Problem: Many life scientists who need a whole-genome view of complex biological questions are limited by budget or inhibited by the complexity of microarray systems and data analysis. As a result, they are forced to outsource their experiments or use less powerful technologies with a limited view of the genome like qPCR. Microarray processing on existing platforms can be time consuming, error prone, and complicated. Additionally, turning raw data into answers can be a difficult road for biologists to travel.
Solution: The GeneAtlas™ System is the first personal microarray solution that makes the power of microarrays accessible to life scientists in their own labs. The system comes with everything needed to get biologically relevant results, all in an easy-to-use package. The GeneAtlas system provides a simple microarray workflow for gene-level expression and integrated analysis software for a whole-genome view. The system’s stations for fluidics, imaging, hybridization and analysis are all integrated into one seamless workflow.
Target preparation: Processing microarrays begins after isolated RNA has been prepared through either the Affymetrix 3’ IVT labeling assay or the whole-transcript (WT) expression assay. These assays start with as little as 50ng total RNA input, and enable researchers to obtain higher signal-to-noise ratios for detecting more rare transcripts. The assay uses magnetic bead-based purification which enhances recovery.
Hybridization: Once the target is prepared, scientists hybridize their samples to the array by simply pipetting the samples into each microwell of the hybridization tray and aligning the array strip, which takes less than five minutes of hands-on time. Then the assembly is incubated overnight in the GeneAtlas hybridization station.
Wash and stain: This is an automated process that only requires the scientist to perform simple pipetting steps. The researcher aligns the consumables on the quick reference card and pipettes the reagents using the easy-to-follow color codes and instructions. The reagent filled microtiter plate and the hybridized array strip assembly are then transferred to the fluidics station deck. The fluidics station’s robotic arm, powered by intuitive software, does the wash and stain processing automatically without any further user intervention.

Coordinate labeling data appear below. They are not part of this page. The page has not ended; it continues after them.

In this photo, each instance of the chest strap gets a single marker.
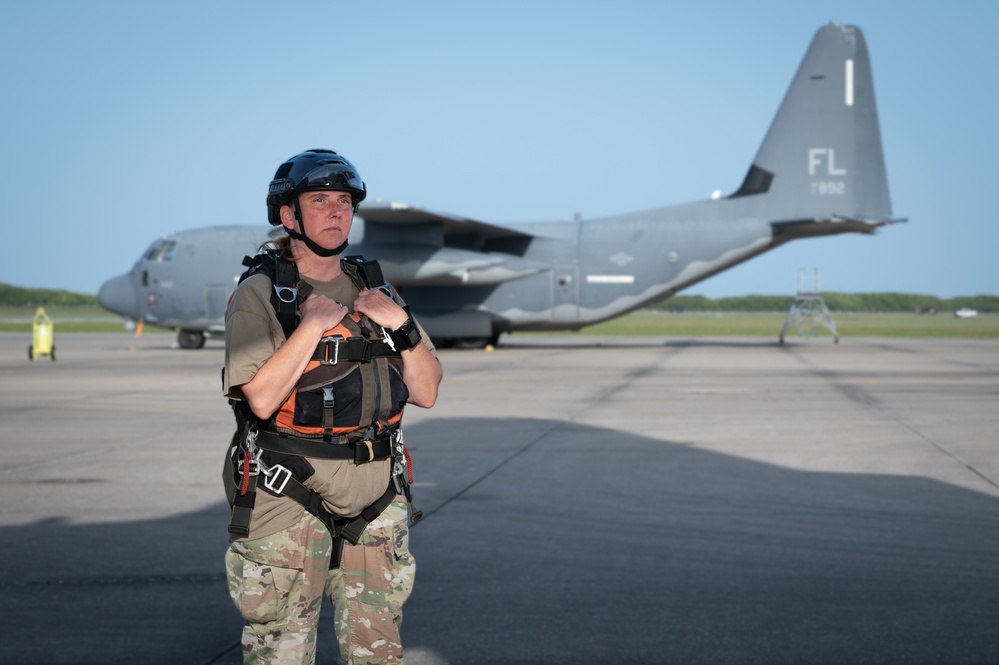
(335, 348)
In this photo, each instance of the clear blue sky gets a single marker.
(123, 121)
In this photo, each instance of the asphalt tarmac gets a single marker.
(587, 500)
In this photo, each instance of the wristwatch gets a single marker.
(406, 336)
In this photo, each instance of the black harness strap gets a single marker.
(361, 451)
(332, 350)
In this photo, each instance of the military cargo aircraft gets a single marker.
(820, 171)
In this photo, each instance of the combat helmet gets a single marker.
(310, 171)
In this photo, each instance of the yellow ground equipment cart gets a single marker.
(42, 343)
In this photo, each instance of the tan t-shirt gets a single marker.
(252, 336)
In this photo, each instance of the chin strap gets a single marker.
(311, 244)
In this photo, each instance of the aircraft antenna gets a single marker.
(809, 311)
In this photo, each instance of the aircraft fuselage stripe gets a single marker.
(610, 279)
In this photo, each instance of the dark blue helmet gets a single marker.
(309, 171)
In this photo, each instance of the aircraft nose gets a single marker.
(118, 295)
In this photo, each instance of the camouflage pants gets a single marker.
(278, 583)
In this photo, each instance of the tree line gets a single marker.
(836, 302)
(16, 296)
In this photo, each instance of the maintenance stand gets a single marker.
(809, 309)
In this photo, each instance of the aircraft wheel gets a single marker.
(190, 339)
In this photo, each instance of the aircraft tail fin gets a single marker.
(822, 158)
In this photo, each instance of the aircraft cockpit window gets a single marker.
(162, 250)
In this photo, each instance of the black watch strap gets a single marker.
(406, 336)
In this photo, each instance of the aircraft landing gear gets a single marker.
(191, 339)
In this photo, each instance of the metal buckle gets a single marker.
(277, 478)
(335, 339)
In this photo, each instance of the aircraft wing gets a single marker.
(807, 228)
(418, 247)
(400, 222)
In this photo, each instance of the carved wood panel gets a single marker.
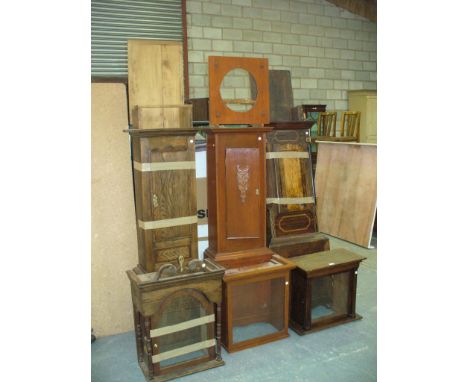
(242, 192)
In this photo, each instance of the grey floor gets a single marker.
(344, 353)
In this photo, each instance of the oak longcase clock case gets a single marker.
(165, 195)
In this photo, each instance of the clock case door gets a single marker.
(236, 195)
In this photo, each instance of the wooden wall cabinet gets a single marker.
(365, 101)
(255, 286)
(291, 212)
(256, 304)
(177, 316)
(165, 195)
(324, 290)
(236, 195)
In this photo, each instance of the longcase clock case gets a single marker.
(165, 195)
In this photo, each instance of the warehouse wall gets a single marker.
(327, 49)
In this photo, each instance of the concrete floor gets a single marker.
(341, 354)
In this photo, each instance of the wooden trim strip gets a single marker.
(164, 166)
(182, 326)
(164, 223)
(287, 154)
(183, 350)
(306, 200)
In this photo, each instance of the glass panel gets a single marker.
(180, 309)
(329, 296)
(257, 309)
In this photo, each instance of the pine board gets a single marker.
(114, 246)
(155, 74)
(346, 187)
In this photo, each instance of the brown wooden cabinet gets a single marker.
(324, 290)
(165, 195)
(255, 286)
(177, 316)
(236, 195)
(291, 214)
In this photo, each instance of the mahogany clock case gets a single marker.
(236, 195)
(291, 210)
(165, 195)
(177, 317)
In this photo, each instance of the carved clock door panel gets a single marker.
(242, 193)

Imaging: After washing and staining, the scientist simply moves the strip assembly from the fluidics station to the imaging station’s drawer to start the imaging process, which is also automated through the intuitive software user interface. The imaging station can process four samples in as little as 30 minutes—requiring only one user intervention.
Analysis: The GeneAtlas System makes it easy for scientists to turn raw data into biologically relevant results with wizard-driven workflows and interfaces specifically designed for biologists—not statisticians. This powerful and intuitive software suite takes raw data to biological pathways in just nine clicks.
Array strips for the GeneAtlas System are available in 3’ IVT or wholetranscript (WT) expression designs and include human, mouse, and rat arrays as well as 17 other model organisms. Affymetrix will launch additional applications in the near future. The GeneAtlas is a winner of the Instrument Business Outlook (IBO) 2010 Analytical Instrument Industrial Design Award for its user friendliness and accessibility.